During the run-up to the attack on Iraq, the Bush Administration insinuated that Saddam Hussein had covert ties to al Qaeda and that Iraq had been involved in the 9/11 attacks. The administration more forthrightly claimed that Iraq’s stockpile of Weapons of Mass Destruction (WMD) had to be put out of potential action. So either retribution or pretribution. Later on, both of these justifications were proved false. Deputy Secretary for Defense Paul Wolfowitz is the villain in many accounts. He felt confident–without any hard evidence–that Iraq bore guilt for the 9/11 attacks. Early on, Wolfowitz seems to have talked President Bush into sharing this belief. The inability of the intelligence agencies to find significant evidence to support this belief then led to a manipulation of the intelligence that did exist. Then the WMD justification surged forward. Most of all, group-think and hierarchy led to a spreading certainty that Iraq posed a danger. Later in his time as president, George W. Bush, battered and enlightened by experience, might well have stopped this “log roll.” In the first years of his crisis-ridden presidency, however, he lacked the maturity and the experience needed to do his job.

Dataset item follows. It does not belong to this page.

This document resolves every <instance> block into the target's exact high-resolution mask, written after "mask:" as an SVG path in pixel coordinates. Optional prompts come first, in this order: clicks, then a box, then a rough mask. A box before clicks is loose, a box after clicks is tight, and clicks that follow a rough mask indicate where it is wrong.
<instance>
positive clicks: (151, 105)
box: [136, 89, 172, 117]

One striking element in the movement toward war came in the lack of push-back from responsible quarters. In the House, 81 Democrats voted for the 2002 Authorization for the Use of Military Force, while only 6 Republicans voted against it; in the Senate, 29 Democrats voted for it, while only one Republican voted against it. When the war went wrong, many people weaseled. Furthermore, the claims about Iraq-al Qaeda contacts and Iraq’s possession of WMD went largely unchallenged by the media. Later, feeling twice deceived by “lies and the lying liars who tell them,” journalists and academics rejected out of hand the war-for-democracy claims. They went in search of other motives for war. They suggested an attempt to dominate the world oil industry, faulty or manipulated intelligence gathering and analysis, and the effect of “victory culture.” What they didn’t do was to look at the history.
After the first two justifications collapsed (along with the careers of some of the people who had offered the justifications), the Bush Administration began to claim that the war’s purpose had always and only been to replace tyranny with democracy in Iraq. From there it would spread to the rest of that benighted region. Why hadn’t they led with this argument, since it was so close to what they actually believed?
Perhaps the “neo-cons” believed that Americans would not support a war for democratization, while they would support a war for vengeance. If so, they were ignoring the arguments of an eminent predecessor, both scholar and presidential adviser, Robert E. Osgood. Osgood had believed that Idealism and Self-Interest could be reconciled in foreign policy.
 The former had been incredible from the start. Saddam Hussein’s Iraq was a secular state and equal-opportunity oppressor. Al Qaeda was a movement of Sunni zealots. When Saddam Hussein invaded Kuwait and threatened Saudi Arabia, Osama bin Laden had offered to lead an Islamist foreign legion against him in defense of Islam’s holy places. Nor could the intelligence community offer much in the way of evidence supporting tales of contact between the two enemies of the United States. The second justification seemed to have more substance. The United Nations weapons inspectors for Iraq believed that Hussein’s government had concealed large stockpiles of WMD. However, that is true of many anti-American countries (China, Russia, Pakistan, Israel). Why attack only Iraq?
 The title of Al Franken’s 2003 “fair and balanced look at the Right.”
 A bunch of this material is displayed at Rationale for the Iraq War – Wikipedia
 On the latter, see Tom Engelhardt, The End of Victory Culture: Cold War America and the Disillusioning of a Generation (2007).
 Max Fisher, “Two Decades Later, a Question Remains: Why Did the U.S. Invade?” NYT, 19 March 2023.
 Robert E. Osgood, Ideals and Self Interest in America’s Foreign Relations (1953). Got a copy on my shelf.